March 19, 2005:
Morning Softly
It’s just above zero. And there was a light dusting of snow this morning. I’m out back with Murph. The sun rises yellow and pink and the confectioner’s snow on the ground shimmers in the lovely shine.
There’s a puppy of about nine weeks named Berkeley. The puppy is kept on his leash. But Murph, ever the antagonist, steps up to the puppy, slow deliberate stalker step after step. Strangers never really know what to make of Murph, I imagine. She always looks like she’s stalking. And where it isn’t, it looks altogether malicious. The pup pulls at his leash and snaps up and down. I ask the pup’s pet, that is, his human tether at the end of his leash, if she minds if Murph is off her leash. She doesn’t mind. Murph meanwhile runs circles around the woman just out of reach of the hapless pup. Murphy really is a tease.

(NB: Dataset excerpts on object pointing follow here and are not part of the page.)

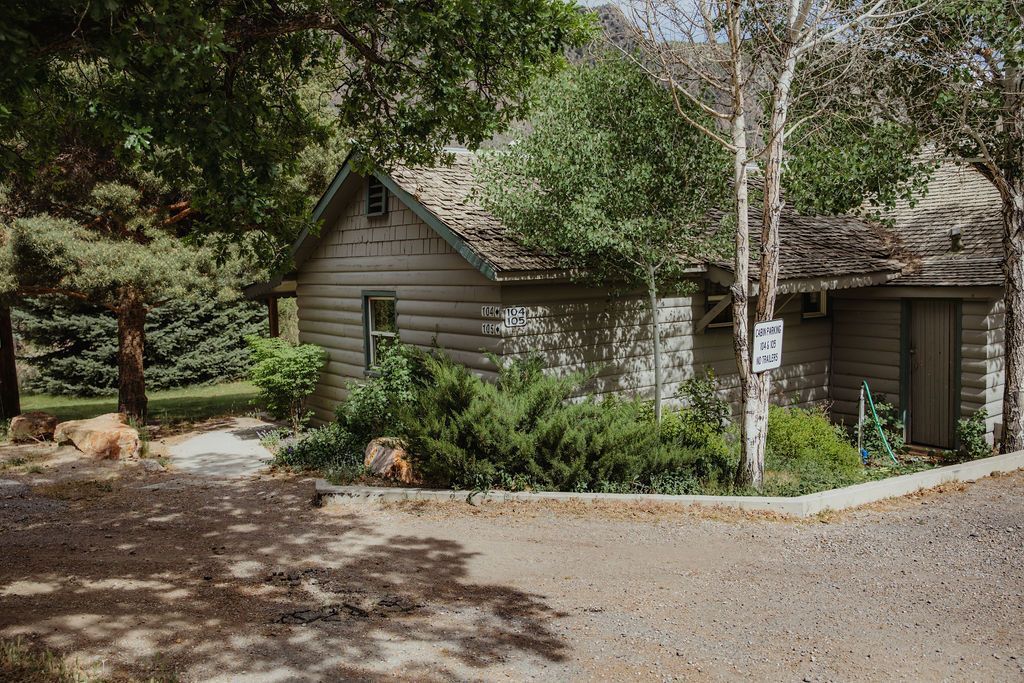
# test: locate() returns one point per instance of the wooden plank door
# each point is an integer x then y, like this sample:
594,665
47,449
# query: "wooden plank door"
933,378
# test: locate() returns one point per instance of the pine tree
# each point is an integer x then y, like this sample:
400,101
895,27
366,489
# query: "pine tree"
186,344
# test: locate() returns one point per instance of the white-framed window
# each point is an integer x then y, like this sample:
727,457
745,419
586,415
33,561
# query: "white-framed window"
714,293
814,304
381,323
376,197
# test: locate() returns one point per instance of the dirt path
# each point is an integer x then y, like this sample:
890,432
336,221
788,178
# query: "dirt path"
167,573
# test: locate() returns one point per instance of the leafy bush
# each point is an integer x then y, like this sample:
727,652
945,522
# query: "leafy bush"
322,449
807,453
372,408
705,401
971,436
286,375
891,424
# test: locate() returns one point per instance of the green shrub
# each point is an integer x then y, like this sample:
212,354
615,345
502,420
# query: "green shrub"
705,402
526,430
892,426
372,408
286,375
807,453
971,436
73,346
323,449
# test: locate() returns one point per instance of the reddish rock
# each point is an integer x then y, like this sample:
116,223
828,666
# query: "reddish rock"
36,426
104,436
387,458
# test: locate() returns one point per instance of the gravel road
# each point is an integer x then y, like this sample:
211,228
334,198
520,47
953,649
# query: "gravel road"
166,573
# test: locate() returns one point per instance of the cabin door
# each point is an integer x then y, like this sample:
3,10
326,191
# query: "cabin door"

And so it goes that neither Murph nor the distracted Berkeley go. But how could I interrupt? They leap at each other. And nip pleasantly at each other. And Murph offers her catechism in sticking your nose into the snow, under the snow, and popping up raising glittering arcs of the white stuff and the puppy follows.
I have to catch Murph at last, and leash her, and walk away; or she might never do her business. The only time I ever ask, “Are you finished? Are you finished?” is when I know that she is not. But she knows the question and she knows what it means and it makes her body urgent. And I might stay out all morning and watch last night’s fragile snow cover sneak away except that I haven’t accomplished yet my coffee so we head back inside.